Für mich war es ein Geschenk, ihm rund eine halbe Stunde zuzusehen. Denn Seeadler sind noch immer eine Rarität. Um 1900 waren sie in Westeuropa praktisch ausgerottet. Naturschutzmaßnahmen sorgten ab den 1920er Jahren für eine langsame Zunahme der Population. Als sich dann der Bestand etwas erholt hatte, führten in den 1960er Jahren Pestizide wie DDT zu einem gefährlich starken Einbruch der Bestandszahlen. Das Verbot dieser Chemikalien rettete viele Greife.
Heute gibt es bei uns rund 700 Brutpaare. Aber gefährdet sind sie weiterhin. Nicht nur durch eine falsche Agrarwirtschaft und skrupellose Mitbürger. Auch Fotografinnen und Fotografen respektieren manchmal nicht die Schutzzonen oder die nötige Privatsphäre der Greife am Horst.
Abschied
Irgendwann entschied sich der wundervolle Seeadler abzufliegen. Er segelte auf den Beobachtungsstand zu, dann zum nächsten Fischteich hinüber und kreiste über mich hinweg.
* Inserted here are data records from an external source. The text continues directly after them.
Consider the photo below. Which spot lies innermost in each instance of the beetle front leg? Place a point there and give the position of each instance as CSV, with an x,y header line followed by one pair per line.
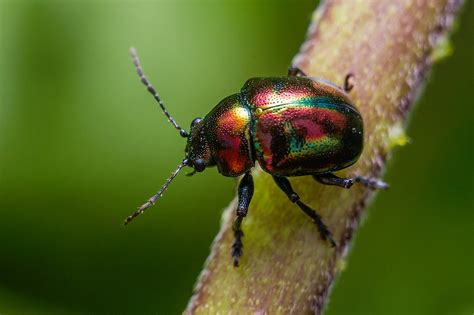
x,y
331,179
245,193
285,185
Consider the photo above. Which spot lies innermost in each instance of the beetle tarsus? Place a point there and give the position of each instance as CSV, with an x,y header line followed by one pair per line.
x,y
296,72
331,179
372,183
245,193
237,246
285,186
348,86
Was soll ich sagen: ein imposanter Anblick. Gewissermaßen ein Geschenk des Himmels.
Schließlich flog er endgültig davon. Und sein in anderen Sprachen namensgebendes Markenzeichen, der weiße Schwanz … à la queue blanche oder white-tail …, leuchtete wie zum Abschied in der Sonne.
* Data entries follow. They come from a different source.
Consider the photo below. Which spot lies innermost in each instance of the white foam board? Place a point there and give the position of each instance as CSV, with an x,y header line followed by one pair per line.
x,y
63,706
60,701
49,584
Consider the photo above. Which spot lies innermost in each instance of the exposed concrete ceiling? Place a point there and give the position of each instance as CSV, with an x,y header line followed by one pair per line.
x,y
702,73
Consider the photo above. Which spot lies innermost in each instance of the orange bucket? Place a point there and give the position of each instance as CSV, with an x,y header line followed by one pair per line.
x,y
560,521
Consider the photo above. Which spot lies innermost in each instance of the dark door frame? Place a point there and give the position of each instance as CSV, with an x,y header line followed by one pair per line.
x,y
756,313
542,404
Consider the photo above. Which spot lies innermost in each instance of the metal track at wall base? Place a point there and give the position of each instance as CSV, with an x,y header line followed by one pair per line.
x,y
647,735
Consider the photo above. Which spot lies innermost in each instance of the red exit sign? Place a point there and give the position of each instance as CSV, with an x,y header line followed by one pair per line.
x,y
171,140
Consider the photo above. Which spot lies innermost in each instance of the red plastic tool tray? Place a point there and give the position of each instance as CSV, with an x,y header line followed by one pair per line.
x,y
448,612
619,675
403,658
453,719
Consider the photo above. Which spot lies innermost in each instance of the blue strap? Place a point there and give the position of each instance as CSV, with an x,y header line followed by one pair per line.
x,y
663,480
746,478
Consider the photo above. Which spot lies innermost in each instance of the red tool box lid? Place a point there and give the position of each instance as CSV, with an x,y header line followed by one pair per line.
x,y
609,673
Seeadler | Aigle à la queue blanche | White-tail Eagle | Haliaeetus albicilla
Auch ich habe mich über diese interessante Fotosequenz gefreut. Was für ein Fest für den Fotografen :)) Es ist eben etwas Besonderes, diesem schönen Greif zuzuschauen, teilzunehmen an seinem Habitat. Die Nahaufnahmen sind beeindruckend !!! Ich war und bin allerdings bei den Fischadlern – auch sie haben momentan meine volle Aufmerksamkeit. Die Jungvögel kräftigen schon emsig ihre Flugmuskeln – genau wie die Störche – für die baldige Reise in ihr Winterquartier.
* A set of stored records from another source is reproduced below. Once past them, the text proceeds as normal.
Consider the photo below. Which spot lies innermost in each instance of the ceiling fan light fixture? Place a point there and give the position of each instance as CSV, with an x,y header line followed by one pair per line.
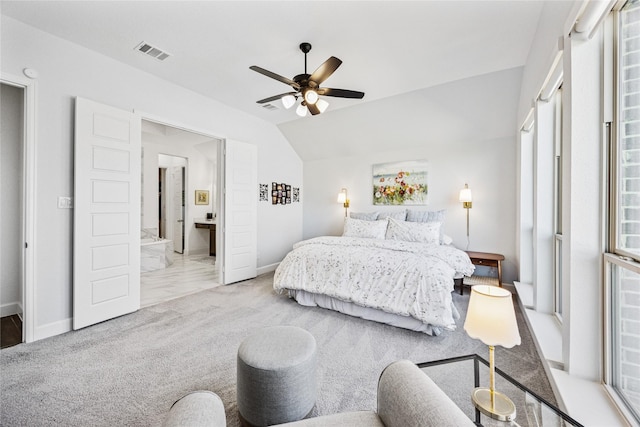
x,y
322,105
302,109
288,101
311,96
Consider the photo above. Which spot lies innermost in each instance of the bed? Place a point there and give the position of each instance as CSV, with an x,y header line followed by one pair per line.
x,y
390,271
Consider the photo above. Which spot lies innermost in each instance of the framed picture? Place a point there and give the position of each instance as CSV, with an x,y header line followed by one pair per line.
x,y
400,183
202,197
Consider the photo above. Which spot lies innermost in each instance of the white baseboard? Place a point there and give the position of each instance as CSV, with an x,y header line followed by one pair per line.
x,y
10,308
268,268
52,329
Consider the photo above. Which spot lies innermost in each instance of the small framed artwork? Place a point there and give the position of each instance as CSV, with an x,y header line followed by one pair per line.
x,y
264,192
202,197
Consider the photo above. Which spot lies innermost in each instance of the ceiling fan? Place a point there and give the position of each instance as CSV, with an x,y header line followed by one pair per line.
x,y
307,86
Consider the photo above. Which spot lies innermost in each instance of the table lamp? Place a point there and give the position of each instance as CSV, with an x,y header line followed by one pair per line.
x,y
344,199
491,318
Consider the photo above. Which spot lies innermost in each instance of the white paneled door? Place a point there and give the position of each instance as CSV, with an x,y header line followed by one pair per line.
x,y
106,255
240,208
Der Seeadler wird Dir ja vielleicht auch noch im Winter Gesellschaft leisten 🙂
Ein Dank an euch für die so positiven und auch weiterführenden Kommentare. Und ja, im Winter bleiben uns die Seeadler erhalten! Wenn ihr einen umfassenden Bericht zum Seeadlerschutz und den üblichen Problemen lesen wollt, dann empfehle ich den wirklichen guten Artikel von Thomas Krumenacker. Den muss man allerdings bezahlen, gute und tiefergehende Recherche kann es eben nicht kostenfrei geben. https://www.riffreporter.de/flugbegleiter-koralle/naturschutz-greenpeace/
Ganz wunderbare und seltene Aufnahmen, wirklich beneidenswert. So einen Seeadler zu sehen, ist schon etwas besonderes.
Vielen Dank für den informativen Artikel.